Importing secure keys from KMIP

Restore a corrupted repository or create a backup repository.

About this task

Assume you have an KMIP and pervasive encryption solution on Linux® on IBM® Z. You already have keys on the KMIP server, and you would like to import them into a zkey instance.

You can filter the keys by:
  • Key label, option -B or --label
  • Key name, option -N or --name
  • Associated volumes, option -l or --volumes
  • Volume type, option -t or --volume-type
These options are the same as for the zkey list command. For details about the filter options, see zkey kms - Managing secure keys with a KMS plug-in, Pervasive Encryption for Data Volumes, SC34-2782, or the zkey man page.

Procedure

  1. Install a new Linux instance with zkey.
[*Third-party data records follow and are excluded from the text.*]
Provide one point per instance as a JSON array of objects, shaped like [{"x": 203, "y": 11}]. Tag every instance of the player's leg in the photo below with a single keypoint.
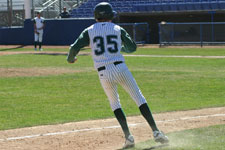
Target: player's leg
[
  {"x": 40, "y": 39},
  {"x": 129, "y": 84},
  {"x": 110, "y": 89},
  {"x": 35, "y": 41}
]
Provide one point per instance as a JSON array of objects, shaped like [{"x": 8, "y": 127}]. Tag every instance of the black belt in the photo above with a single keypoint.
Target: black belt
[{"x": 115, "y": 63}]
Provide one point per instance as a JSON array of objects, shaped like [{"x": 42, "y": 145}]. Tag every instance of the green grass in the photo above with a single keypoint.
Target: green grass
[
  {"x": 183, "y": 51},
  {"x": 209, "y": 138},
  {"x": 169, "y": 84}
]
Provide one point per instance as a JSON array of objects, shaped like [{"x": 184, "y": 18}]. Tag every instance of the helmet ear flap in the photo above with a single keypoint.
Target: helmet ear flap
[{"x": 104, "y": 10}]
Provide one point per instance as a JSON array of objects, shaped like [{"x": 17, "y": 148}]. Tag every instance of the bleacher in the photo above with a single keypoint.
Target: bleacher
[{"x": 126, "y": 6}]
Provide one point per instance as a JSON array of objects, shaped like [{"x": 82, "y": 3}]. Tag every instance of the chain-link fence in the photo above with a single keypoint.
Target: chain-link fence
[
  {"x": 192, "y": 33},
  {"x": 138, "y": 31},
  {"x": 12, "y": 12}
]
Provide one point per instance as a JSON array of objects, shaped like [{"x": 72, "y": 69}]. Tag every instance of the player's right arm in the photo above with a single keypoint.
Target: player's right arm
[
  {"x": 82, "y": 41},
  {"x": 129, "y": 45},
  {"x": 35, "y": 27}
]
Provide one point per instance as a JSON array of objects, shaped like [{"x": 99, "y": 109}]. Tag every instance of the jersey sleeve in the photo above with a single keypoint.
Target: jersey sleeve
[
  {"x": 129, "y": 45},
  {"x": 82, "y": 41}
]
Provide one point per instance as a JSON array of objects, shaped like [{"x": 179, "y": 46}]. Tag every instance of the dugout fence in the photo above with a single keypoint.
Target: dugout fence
[{"x": 202, "y": 33}]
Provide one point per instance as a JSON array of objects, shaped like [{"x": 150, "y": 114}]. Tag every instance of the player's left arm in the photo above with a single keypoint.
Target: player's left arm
[
  {"x": 82, "y": 41},
  {"x": 43, "y": 24},
  {"x": 129, "y": 45}
]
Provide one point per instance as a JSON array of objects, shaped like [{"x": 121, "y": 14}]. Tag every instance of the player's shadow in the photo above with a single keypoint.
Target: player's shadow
[{"x": 17, "y": 47}]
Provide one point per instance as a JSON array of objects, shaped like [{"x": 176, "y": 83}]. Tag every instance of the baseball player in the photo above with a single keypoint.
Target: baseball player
[
  {"x": 107, "y": 40},
  {"x": 38, "y": 31}
]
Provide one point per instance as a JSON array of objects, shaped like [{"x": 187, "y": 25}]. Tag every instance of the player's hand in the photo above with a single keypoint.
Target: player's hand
[{"x": 75, "y": 59}]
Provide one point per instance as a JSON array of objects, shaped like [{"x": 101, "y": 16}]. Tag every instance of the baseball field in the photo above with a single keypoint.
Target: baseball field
[{"x": 46, "y": 103}]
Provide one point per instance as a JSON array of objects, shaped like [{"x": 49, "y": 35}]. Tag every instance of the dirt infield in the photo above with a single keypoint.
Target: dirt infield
[{"x": 104, "y": 134}]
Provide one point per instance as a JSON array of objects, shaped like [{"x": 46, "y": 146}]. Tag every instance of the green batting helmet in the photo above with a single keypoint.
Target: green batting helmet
[{"x": 104, "y": 10}]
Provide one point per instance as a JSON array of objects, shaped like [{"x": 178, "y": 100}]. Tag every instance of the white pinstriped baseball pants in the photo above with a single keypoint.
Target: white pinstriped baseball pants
[
  {"x": 38, "y": 37},
  {"x": 119, "y": 74}
]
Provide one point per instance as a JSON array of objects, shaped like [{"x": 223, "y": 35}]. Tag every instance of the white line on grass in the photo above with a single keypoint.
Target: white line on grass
[
  {"x": 102, "y": 128},
  {"x": 174, "y": 56}
]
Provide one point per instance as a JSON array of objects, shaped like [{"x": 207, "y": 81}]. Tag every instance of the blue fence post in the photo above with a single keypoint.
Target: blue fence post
[
  {"x": 134, "y": 31},
  {"x": 201, "y": 35},
  {"x": 159, "y": 25}
]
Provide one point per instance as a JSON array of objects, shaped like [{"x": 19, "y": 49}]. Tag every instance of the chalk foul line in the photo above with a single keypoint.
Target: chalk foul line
[
  {"x": 109, "y": 127},
  {"x": 174, "y": 56}
]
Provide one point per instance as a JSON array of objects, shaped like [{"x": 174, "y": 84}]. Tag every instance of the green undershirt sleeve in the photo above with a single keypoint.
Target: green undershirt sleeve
[
  {"x": 129, "y": 45},
  {"x": 82, "y": 41}
]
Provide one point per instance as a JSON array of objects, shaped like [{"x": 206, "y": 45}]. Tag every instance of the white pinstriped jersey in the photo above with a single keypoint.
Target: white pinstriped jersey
[
  {"x": 106, "y": 40},
  {"x": 106, "y": 43},
  {"x": 39, "y": 22}
]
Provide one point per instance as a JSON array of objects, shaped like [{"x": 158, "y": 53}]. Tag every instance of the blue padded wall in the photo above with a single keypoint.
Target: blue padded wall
[{"x": 56, "y": 32}]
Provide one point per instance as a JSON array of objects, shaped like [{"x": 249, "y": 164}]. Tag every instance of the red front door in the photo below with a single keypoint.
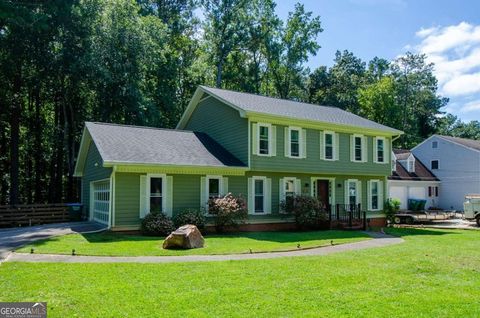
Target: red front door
[{"x": 323, "y": 192}]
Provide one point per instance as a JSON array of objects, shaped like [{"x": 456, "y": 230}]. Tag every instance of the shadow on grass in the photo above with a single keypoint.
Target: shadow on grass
[
  {"x": 279, "y": 237},
  {"x": 290, "y": 236},
  {"x": 111, "y": 237}
]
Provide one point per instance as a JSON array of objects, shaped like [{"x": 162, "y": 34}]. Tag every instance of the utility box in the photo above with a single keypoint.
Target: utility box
[
  {"x": 75, "y": 211},
  {"x": 471, "y": 207}
]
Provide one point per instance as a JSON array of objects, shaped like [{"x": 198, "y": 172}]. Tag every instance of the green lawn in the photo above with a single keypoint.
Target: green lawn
[
  {"x": 113, "y": 244},
  {"x": 435, "y": 273}
]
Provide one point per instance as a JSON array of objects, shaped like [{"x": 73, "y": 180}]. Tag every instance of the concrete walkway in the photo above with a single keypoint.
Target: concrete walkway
[
  {"x": 379, "y": 240},
  {"x": 15, "y": 237}
]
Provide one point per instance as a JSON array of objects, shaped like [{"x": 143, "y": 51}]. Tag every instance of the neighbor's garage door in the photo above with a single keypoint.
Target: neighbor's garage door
[
  {"x": 399, "y": 193},
  {"x": 101, "y": 201},
  {"x": 417, "y": 193}
]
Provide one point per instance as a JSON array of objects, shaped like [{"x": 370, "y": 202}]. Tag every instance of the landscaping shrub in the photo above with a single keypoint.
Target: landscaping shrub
[
  {"x": 157, "y": 224},
  {"x": 190, "y": 216},
  {"x": 392, "y": 206},
  {"x": 227, "y": 211},
  {"x": 308, "y": 211}
]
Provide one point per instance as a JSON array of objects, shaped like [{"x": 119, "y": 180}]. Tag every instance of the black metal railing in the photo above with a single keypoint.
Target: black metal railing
[{"x": 348, "y": 214}]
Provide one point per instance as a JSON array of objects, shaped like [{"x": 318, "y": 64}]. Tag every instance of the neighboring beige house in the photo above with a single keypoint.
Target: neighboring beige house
[{"x": 411, "y": 179}]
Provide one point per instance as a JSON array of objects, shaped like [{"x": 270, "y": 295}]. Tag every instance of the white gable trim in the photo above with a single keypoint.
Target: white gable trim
[
  {"x": 192, "y": 105},
  {"x": 82, "y": 153},
  {"x": 444, "y": 139}
]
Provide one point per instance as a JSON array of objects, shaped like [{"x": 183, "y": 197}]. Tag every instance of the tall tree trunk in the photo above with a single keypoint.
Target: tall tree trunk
[
  {"x": 16, "y": 111},
  {"x": 218, "y": 83},
  {"x": 4, "y": 166},
  {"x": 39, "y": 165}
]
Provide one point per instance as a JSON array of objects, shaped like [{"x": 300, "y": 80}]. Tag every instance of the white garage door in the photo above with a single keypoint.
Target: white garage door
[
  {"x": 417, "y": 193},
  {"x": 101, "y": 201},
  {"x": 399, "y": 193}
]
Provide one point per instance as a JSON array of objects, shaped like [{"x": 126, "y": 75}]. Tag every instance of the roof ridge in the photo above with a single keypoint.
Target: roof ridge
[
  {"x": 455, "y": 137},
  {"x": 277, "y": 98},
  {"x": 138, "y": 126}
]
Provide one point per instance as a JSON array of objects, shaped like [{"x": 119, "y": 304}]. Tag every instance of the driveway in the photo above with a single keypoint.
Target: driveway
[
  {"x": 453, "y": 224},
  {"x": 16, "y": 237}
]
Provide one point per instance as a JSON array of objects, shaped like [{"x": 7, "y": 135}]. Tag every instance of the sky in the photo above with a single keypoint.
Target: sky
[{"x": 447, "y": 31}]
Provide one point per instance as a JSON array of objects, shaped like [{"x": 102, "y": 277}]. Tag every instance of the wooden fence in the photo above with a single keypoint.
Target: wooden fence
[{"x": 33, "y": 214}]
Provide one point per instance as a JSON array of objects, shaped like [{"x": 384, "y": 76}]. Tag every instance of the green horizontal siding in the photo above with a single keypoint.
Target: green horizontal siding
[
  {"x": 127, "y": 199},
  {"x": 186, "y": 192},
  {"x": 313, "y": 164},
  {"x": 223, "y": 124},
  {"x": 93, "y": 171}
]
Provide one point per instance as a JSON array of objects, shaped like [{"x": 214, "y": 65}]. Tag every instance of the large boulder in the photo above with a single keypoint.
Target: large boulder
[{"x": 187, "y": 236}]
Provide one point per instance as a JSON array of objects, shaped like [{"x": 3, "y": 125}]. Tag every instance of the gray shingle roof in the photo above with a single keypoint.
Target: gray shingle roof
[
  {"x": 145, "y": 145},
  {"x": 297, "y": 110},
  {"x": 470, "y": 143},
  {"x": 421, "y": 172}
]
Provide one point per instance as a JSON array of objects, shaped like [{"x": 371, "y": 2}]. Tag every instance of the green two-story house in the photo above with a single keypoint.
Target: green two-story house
[{"x": 262, "y": 148}]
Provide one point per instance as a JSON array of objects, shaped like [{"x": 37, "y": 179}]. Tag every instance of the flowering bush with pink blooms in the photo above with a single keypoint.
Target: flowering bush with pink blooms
[{"x": 227, "y": 211}]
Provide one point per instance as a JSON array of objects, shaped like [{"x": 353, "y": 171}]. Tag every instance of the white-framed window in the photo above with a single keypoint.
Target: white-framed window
[
  {"x": 259, "y": 195},
  {"x": 411, "y": 165},
  {"x": 156, "y": 194},
  {"x": 264, "y": 139},
  {"x": 353, "y": 191},
  {"x": 433, "y": 191},
  {"x": 375, "y": 195},
  {"x": 212, "y": 186},
  {"x": 294, "y": 134},
  {"x": 358, "y": 147},
  {"x": 289, "y": 187},
  {"x": 329, "y": 145},
  {"x": 295, "y": 142},
  {"x": 380, "y": 150}
]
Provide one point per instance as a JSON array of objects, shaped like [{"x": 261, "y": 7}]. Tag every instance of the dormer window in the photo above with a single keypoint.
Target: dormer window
[{"x": 380, "y": 150}]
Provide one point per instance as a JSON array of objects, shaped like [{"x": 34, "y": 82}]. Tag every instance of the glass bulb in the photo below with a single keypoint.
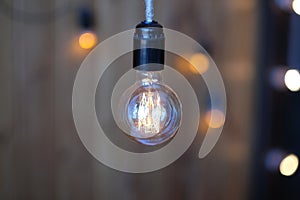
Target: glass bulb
[{"x": 149, "y": 111}]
For example, you can use Red Hat Enterprise Linux as of version 8.4 or SUSE Linux Enterprise Server as of 15.3
  2. On the new Linux instance, bind zkey to KMIP and configure the plug-in.
  3. On KMIP, the administrator must give the new zkey system access to the key to import.
  4. On the new Linux instance, import the keys by using the zkey kms import command.
    To import all eligible keys, issue the following command:
    # zkey kms import
    For details on how to refresh only certain keys, see zkey kms import.

Results

Your secure key repository is populated with the keys from KMIP.

If the host name of the newly installed system remains the same, the key names and key properties of the imported keys also remain the same as on the original system.

If the host name is now different, some of the key properties might need adapting to the current system. Use the zkey change and zkey rename commands to adapt the key name and properties as needed.